Also seit maximal 2 Jahren Mitglied der Partei und direkt Ministerin. Aber mit den Voraussetzungen „schwarz“ und „Frau“ erfüllt sie eine direkte und eine indirekte Quote.  Also beste Voraussetzungen für eine Karriere bei den Grünen.

 

Die Ordenquote

Der Spiegel berichtet über eine Ordensquote:

Steinmeier will künftig 40 Prozent der Verdienstorden an Frauen verleihen
Nur etwa ein Drittel aller Verdienstorden wurden zuletzt an Frauen vergeben. Bundespräsident Steinmeier nimmt nun die Staats- und Senatskanzleien in die Pflicht – und fordert mehr Vorschläge aus der Gesellschaft.

Frauen leisten Großes in unserer Gesellschaft«: Bundespräsident Frank-Walter Steinmeier will künftig 40 Prozent der Verdienstorden an Frauen verleihen. »Ob in Vereinen, Unternehmen, an Universitäten oder in der Kultur – Frauen sorgen für Zusammenhalt, Menschlichkeit, Fortschritt und Kreativität«, teilte Steinmeier mit. Dafür gebühre ihnen Dank, »aber auch mehr sichtbare Anerkennung«.

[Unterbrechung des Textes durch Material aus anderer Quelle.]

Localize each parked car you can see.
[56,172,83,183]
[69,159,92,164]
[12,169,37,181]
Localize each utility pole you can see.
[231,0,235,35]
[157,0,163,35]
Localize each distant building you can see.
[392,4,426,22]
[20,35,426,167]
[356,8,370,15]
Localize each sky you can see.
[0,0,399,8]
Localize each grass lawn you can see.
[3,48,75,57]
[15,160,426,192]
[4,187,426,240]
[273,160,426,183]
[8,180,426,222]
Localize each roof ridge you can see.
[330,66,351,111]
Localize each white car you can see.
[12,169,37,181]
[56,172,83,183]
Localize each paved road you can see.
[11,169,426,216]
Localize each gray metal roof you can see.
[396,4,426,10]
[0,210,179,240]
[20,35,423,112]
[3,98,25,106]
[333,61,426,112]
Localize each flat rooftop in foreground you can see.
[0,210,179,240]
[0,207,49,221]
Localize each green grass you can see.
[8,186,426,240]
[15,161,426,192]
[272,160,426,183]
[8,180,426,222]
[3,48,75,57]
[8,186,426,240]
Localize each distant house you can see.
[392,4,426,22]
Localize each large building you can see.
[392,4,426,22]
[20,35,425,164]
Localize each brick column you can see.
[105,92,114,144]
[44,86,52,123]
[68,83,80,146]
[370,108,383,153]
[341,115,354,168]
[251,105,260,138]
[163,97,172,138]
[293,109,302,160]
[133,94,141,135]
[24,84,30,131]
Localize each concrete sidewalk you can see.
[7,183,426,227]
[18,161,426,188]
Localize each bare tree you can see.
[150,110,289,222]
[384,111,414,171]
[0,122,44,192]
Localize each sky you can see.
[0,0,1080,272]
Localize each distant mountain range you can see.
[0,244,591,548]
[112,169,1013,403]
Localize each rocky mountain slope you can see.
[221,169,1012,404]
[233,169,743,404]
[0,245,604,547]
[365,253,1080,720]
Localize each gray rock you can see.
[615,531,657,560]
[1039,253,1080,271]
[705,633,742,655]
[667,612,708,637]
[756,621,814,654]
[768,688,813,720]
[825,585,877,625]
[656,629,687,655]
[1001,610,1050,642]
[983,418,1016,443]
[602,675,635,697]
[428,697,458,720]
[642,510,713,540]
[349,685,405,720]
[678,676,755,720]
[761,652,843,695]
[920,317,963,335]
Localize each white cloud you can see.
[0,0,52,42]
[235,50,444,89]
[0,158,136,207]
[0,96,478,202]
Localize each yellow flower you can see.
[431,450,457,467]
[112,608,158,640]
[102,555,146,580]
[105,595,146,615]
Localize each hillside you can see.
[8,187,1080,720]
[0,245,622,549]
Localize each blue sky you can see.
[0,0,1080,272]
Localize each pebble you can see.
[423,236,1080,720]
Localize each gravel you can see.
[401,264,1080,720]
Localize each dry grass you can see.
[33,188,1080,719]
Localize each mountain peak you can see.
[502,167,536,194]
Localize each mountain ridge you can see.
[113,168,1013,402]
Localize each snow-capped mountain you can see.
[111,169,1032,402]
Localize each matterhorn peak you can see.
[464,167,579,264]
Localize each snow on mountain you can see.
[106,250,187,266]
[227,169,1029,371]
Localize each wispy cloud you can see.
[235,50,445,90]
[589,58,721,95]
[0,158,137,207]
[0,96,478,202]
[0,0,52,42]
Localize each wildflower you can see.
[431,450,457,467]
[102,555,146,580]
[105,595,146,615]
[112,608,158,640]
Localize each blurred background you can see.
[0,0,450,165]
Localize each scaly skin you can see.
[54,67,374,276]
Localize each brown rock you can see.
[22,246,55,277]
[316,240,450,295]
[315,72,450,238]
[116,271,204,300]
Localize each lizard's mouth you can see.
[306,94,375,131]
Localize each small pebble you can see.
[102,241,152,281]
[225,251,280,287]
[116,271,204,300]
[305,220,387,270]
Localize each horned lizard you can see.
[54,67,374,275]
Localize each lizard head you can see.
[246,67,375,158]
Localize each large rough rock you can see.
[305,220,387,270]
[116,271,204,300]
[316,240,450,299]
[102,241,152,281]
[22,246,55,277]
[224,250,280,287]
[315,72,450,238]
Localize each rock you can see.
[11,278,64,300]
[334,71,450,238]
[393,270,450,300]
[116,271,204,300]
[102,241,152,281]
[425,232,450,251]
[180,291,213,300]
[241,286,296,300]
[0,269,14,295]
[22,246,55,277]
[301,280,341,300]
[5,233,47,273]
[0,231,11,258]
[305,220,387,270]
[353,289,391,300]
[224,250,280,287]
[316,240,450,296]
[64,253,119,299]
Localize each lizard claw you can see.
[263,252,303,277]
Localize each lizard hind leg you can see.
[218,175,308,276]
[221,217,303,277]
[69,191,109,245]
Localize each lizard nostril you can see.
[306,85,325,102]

Nach Daten  des Bundespräsidialamtes ging in den vergangenen Jahren nur etwa ein Drittel der Verdienstorden an Frauen. Im vergangenen Jahr erhielten demnach 383 Frauen und 728 Männer den Orden – eine Frauenquote von 34 Prozent.

Um den Anteil zu erhöhen, appellierte Steinmeier, mehr Frauen vorzuschlagen. »Schauen Sie sich um, in Ihrer Nachbarschaft, in Ihrer Freizeit, bei Ihren Kolleginnen. Der Verdienstorden lebt von den Vorschlägen, die ich von Ihnen für die Verleihung des Bundesverdienstkreuzes bekomme.«

»Mehr Frauen die Anerkennung zukommen zu lassen, die sie verdienen«
Die Auszeichnung sei ein Weg, um herausragende Leistung für unser Gemeinwesen zu würdigen, sagte Steinmeier. »Und es ist ein Weg, um mehr Frauen die Anerkennung zukommen zu lassen, die sie verdienen.«

Das schließt insofern  an den Artikel gestern an, dass dort ja gut beschrieben wurde, warum Männer eher die Orden bekommen:  vieles, was mit Orden zusammen hängt, ist eben Ausdruck einer intrasexuellen Konkurrenz oder des Wunsches einen gewissen Status zu erlangen und kommt damit häufiger bei Männern vor.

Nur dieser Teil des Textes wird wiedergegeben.